MIRO’s brain model
What does a model of a brain actually look like? The answer is that they come in many, many forms. For example, some scientific groups work at a very detailed level, trying to understand how individual neurons, or groups of neurons, work to perform the functions that form the building blocks of behaviour. These detailed models are intended to get at how neurons work, and are tested against the real-time electrical output from real neurons. Such a detailed model might be tested to see if it can correctly determine the time difference between two sensory events arriving at its inputs (these events might, for example, represent the arrival of a hand clap at each ear).
Our models are built at a much larger scale, and are intended to get at how the system as a whole generates sensible behaviour. They are tested, accordingly, against the observed behaviour of animals in different situations. We might test, for example, if the model can navigate past an obstacle to reach a goal, or if it can integrate sensory data from its cameras (eyes) and microphones (ears) and correctly identify a human based on one data stream, or the other, or both.
MIRO’s control system - an example of a large scale model
Pictured below, it shows an interconnected network of pathways carrying signals all the way through the brain from ‘sensors’ through to ‘actuators’. Thus, when something is sensed by the robot (e.g. the approach of a person), its behaviour can reflect that (e.g. it may turn its head to look at them). The model forms a complete ‘control system’, processing data that comes from sensing the world (such as camera images) through to data that dictates how the robot will act on the world (such as wheel speed commands).
For example, you can follow one pathway through in the diagram - we’ve marked it out with RED text. First, sensors measure the LIGHT level around MIRO; this level updates MIRO’s idea of what the TIME OF DAY is by adjusting the circadian clock. Next, MIRO’s AROUSAL is controlled to be high during daylight hours, and reduced at night-time. Finally, when arousal is low, MIRO expresses sleepiness by drooping of the EYELIDS. A pathway of this sort is present in the brains of most animals, including all of us, and is part of the mechanism that sends us off to sleep at the end of the day.
The Challenge
Ultimately, the power - and complexity - of this type of model comes from the simultaneous operation of many, perhaps rather simple, pathways such as this one. Each pathway working alone can be understood relatively easily; when many such pathways are operating together, and affecting one another, the system as a whole becomes much more difficult to analyse, understand, and model well. Such a system is known scientifically as a ‘complex system’ - this term refers exactly to that difficulty in making a good model of these systems. Remarkably, you don’t need many simultaneously-operating pathways before these systems start to become challenging.
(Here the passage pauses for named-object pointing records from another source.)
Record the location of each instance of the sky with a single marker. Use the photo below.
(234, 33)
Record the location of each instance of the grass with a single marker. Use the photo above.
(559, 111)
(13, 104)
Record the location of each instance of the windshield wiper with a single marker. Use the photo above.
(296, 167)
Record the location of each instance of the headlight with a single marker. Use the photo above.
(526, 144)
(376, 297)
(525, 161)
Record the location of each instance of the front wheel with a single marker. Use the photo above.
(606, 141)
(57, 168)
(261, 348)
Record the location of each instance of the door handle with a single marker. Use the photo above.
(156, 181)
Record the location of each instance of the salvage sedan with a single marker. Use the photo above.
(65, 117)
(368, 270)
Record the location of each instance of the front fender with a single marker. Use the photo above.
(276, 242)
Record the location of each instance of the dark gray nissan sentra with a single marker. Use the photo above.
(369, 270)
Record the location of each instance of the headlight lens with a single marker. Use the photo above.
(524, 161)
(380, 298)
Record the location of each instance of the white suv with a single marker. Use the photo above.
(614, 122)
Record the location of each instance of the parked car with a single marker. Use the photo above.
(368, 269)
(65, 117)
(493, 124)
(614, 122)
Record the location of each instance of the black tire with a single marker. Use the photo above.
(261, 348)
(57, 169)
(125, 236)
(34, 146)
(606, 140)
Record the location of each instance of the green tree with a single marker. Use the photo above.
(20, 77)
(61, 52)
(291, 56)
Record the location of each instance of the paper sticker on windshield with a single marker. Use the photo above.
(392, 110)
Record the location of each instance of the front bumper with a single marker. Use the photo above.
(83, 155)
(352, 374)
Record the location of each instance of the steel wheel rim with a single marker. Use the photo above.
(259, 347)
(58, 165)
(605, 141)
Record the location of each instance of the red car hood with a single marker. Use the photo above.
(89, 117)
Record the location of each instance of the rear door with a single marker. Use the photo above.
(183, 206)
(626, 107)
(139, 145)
The challenge, then, is to build an understanding of how those many pathways are working together to control behaviour whilst not losing track of the individual contributions made by each pathway and how it is being affected by the situation. Our observations of how these models operate as controllers for animal-like robots such as MiRo, tested against observations of real animals, forms a crucial anchor point that helps us to avoid becoming overwhelmed by all that complexity.